The Flemish victory at Kortrijk in 1302 was quickly reversed by the French. In 1304, the French destroyed the Flemish fleet at the Battle of Zierikzee and fought the Flemish at the battle at Mons-en-Pévèle. In June 1305, negotiations between the two sides led to the Peace of Athis-sur-Orge in which the Flemish were forced to pay the French substantial tribute. Robert of Béthune subsequently lost against the French between 1314 and 1320.
The town of Kortrijk hosts many monuments and a museum dedicated to the battle.
Effect on warfare
The Battle of the Golden Spurs had been seen as the first example of the gradual "Infantry Revolution" in Medieval warfare across Europe during the 14th century. Conventional military theory placed emphasis on mounted and heavily armoured knights which were considered essential to military success. Infantry remained, however, an essential arm in parts of Europe, such as the British Isles, throughout the Middle Ages. This meant that warfare was the preserve of a wealthy elite of bellatores (nobles specialized in warfare) serving as men-at-arms. The fact that this form of army, which was expensive to maintain, could be defeated by militia drawn from the "lower orders" led to a gradual change in the nature of warfare during the subsequent century. The tactics and composition of the Flemish army at Courtrai were later copied or adapted at the battles of Bannockburn (1314), Crecy (1346), Aljubarrota (1385), Sempach (1386), Agincourt (1415), Grandson (1476) and in the battles of the Hussite Wars (1419–34). As a result, cavalry became less important and nobles more commonly fought dismounted. The comparatively low costs of militia armies allowed even small states (such as the Swiss) to raise militarily significant armies and meant that local rebellions were more likely to achieve military success.
In Flemish culture and politics
Interest in medieval history in Belgium emerged during the 19th century alongside the rise of Romanticism in art and literature. According to the historian Jo Tollebeek, it soon became connected to nationalist ideals because the Middle Ages were "a period that could be linked with the most important contemporary aspirations" of romantic nationalism.

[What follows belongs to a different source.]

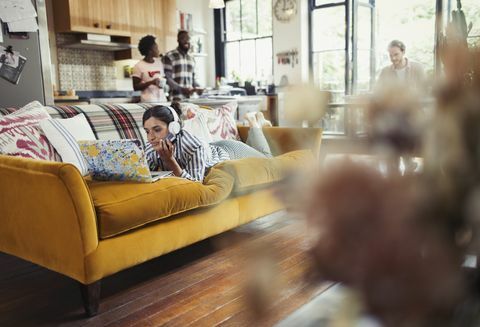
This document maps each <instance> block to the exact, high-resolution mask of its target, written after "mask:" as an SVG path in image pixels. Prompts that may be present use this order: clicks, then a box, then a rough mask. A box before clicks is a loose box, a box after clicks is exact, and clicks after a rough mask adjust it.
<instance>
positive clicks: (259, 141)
mask: <svg viewBox="0 0 480 327" xmlns="http://www.w3.org/2000/svg"><path fill="white" fill-rule="evenodd" d="M246 118H247V120H248V123H249V124H250V130H249V131H248V137H247V141H246V142H245V143H246V144H248V145H250V146H251V147H252V148H254V149H255V150H257V151H258V152H260V153H262V154H263V155H264V156H265V157H272V151H271V150H270V146H269V145H268V142H267V139H266V138H265V135H264V134H263V131H262V127H261V125H260V124H259V122H258V121H257V118H256V115H255V113H253V112H252V113H248V114H247V115H246Z"/></svg>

Amid that resurgence, the Battle of the Golden Spurs became the subject of an "extensive cult" in 19th- and 20th-century Flanders. After Belgian independence in 1830, the Flemish victory was interpreted as a symbol of local pride. The battle was painted in 1836 by a leading Romanticist painter Nicaise de Keyser. Probably inspired by the painting, the Flemish writer Hendrik Conscience used it as the centerpiece of his classic 1838 novel, The Lion of Flanders (De Leeuw van Vlaenderen) which brought the events to a mass audience for the first time. It inspired an engraving by the artist James Ensor in 1895. A large monument and triumphal arch were also subsequently erected on the site of the battle between 1906 and 1908. The battle was evoked by King Albert I at the start of World War I to inspire bravery among Flemish soldiers as an equivalent of the Walloon six hundred Franchimontois of 1468. In 1914, the Belgian victory against German cavalry at the Battle of Halen was dubbed the "Battle of the Silver Helmets" in analogy to the Golden Spurs. Its anniversary, 11 July, became an important annual Flemish observance. In 1973, the date was formalised as the official holiday of the Flemish Community.
As the Battle of the Golden Spurs became an important part of Flemish identity, it became increasingly important within the Flemish Movement. Emerging in the 1860s, it sought autonomy or even independence for Flemish (Dutch)-speaking Flanders and became increasingly radical after World War I. The battle was seen as a "milestone" in a historic struggle for Flemish national liberation and a symbol of resistance to foreign rule. Flemish nationalists wrote poems and songs about the battle and celebrated its leaders. As a result of that linguistic-based nationalism, the contribution of French-speaking soldiers and command of the battle by the Walloon noble Guy of Namur was neglected.